Las mejores técnicas para hablar en público
Las mejores técnicas para hablar en público Una técnica efectiva es terminar con una frase de impacto, una cita breve o un pensamiento propio que resuma el sentido del discurso. También puede cerrarse con un llamado a la acción, una reflexión abierta que invite al auditorio a continuar pensando más allá del evento, o una visión esperanzadora que inspire. Lo importante es que el cierre tenga conexión emocional con lo expuesto anteriormente y que no parezca una conclusión abrupta ni una simple despedida.
El orador debe evitar terminar con frases como “eso era todo” o “gracias por escucharme”, que son fórmulas comunes pero débiles. Tampoco es recomendable alargar el final con repeticiones o explicaciones innecesarias. El remate debe ser claro, contundente y coherente con el tono general del mensaje.

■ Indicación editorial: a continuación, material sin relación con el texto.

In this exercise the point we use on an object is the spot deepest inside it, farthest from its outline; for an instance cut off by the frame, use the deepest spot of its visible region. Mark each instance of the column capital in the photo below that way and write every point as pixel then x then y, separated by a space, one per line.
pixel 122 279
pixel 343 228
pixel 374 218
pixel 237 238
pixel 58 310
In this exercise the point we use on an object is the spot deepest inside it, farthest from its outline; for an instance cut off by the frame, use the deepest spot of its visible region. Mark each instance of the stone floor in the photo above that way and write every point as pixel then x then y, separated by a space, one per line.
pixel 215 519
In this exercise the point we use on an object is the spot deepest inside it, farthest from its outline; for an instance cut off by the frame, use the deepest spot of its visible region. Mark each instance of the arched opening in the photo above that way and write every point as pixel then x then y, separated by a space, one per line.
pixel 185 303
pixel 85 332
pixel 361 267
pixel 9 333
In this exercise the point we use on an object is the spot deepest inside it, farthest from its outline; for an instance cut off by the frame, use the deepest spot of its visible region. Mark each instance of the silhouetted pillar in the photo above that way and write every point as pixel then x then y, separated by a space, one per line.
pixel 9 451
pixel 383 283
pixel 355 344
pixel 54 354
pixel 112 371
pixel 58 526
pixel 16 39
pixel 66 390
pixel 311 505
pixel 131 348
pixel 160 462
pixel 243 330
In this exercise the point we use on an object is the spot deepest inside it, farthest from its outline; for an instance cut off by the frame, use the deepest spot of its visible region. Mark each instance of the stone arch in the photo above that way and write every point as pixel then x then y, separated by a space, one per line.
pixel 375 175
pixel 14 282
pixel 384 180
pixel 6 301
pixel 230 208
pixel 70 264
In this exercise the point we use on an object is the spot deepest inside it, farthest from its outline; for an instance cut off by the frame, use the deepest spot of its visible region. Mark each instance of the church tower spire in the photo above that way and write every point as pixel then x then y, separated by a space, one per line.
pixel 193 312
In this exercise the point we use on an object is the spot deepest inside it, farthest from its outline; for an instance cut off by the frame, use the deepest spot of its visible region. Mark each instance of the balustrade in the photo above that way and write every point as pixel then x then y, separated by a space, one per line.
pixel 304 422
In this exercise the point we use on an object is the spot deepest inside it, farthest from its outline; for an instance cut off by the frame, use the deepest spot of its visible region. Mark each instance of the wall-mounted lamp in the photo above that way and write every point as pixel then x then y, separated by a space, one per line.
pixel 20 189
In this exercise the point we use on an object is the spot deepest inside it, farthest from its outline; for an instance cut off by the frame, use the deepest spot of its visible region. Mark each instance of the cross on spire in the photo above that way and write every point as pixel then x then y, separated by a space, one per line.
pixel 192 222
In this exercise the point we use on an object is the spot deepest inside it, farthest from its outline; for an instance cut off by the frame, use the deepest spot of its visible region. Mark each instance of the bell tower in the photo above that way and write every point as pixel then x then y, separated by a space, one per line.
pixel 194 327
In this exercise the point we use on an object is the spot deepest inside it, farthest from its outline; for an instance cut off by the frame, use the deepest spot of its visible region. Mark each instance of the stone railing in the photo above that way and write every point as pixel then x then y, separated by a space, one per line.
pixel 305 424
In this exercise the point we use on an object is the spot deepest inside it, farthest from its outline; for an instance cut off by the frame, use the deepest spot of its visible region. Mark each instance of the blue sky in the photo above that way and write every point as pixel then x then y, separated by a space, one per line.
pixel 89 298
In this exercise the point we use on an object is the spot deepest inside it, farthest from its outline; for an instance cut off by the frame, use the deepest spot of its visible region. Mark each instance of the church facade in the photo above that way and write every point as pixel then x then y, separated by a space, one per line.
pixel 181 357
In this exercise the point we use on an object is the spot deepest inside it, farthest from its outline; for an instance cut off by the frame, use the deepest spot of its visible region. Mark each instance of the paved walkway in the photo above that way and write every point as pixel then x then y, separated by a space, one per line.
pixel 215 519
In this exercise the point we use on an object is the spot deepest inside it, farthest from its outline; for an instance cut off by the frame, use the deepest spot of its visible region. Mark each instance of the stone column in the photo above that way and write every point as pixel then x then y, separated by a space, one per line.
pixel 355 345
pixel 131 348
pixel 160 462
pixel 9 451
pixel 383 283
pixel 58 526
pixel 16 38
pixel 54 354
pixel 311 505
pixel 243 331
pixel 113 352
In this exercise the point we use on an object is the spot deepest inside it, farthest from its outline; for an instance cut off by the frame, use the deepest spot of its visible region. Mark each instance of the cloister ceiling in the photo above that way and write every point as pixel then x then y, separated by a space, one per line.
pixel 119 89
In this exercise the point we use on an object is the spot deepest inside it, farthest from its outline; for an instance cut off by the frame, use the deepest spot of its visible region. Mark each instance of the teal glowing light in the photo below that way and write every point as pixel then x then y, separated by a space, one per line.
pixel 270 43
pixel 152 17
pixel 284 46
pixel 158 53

Además, debe prepararse con la misma atención que el inicio. El momento exacto para cerrar debe elegirse con inteligencia: ni antes de haber dicho lo esencial, ni después de haber agotado la atención. La duración ideal del discurso no es una cuestión de tiempo, sino de intensidad sostenida. Un buen cierre puede convertir una intervención correcta en una experiencia memorable, capaz de transformar al oyente. El que domina el arte de cerrar bien, deja su huella.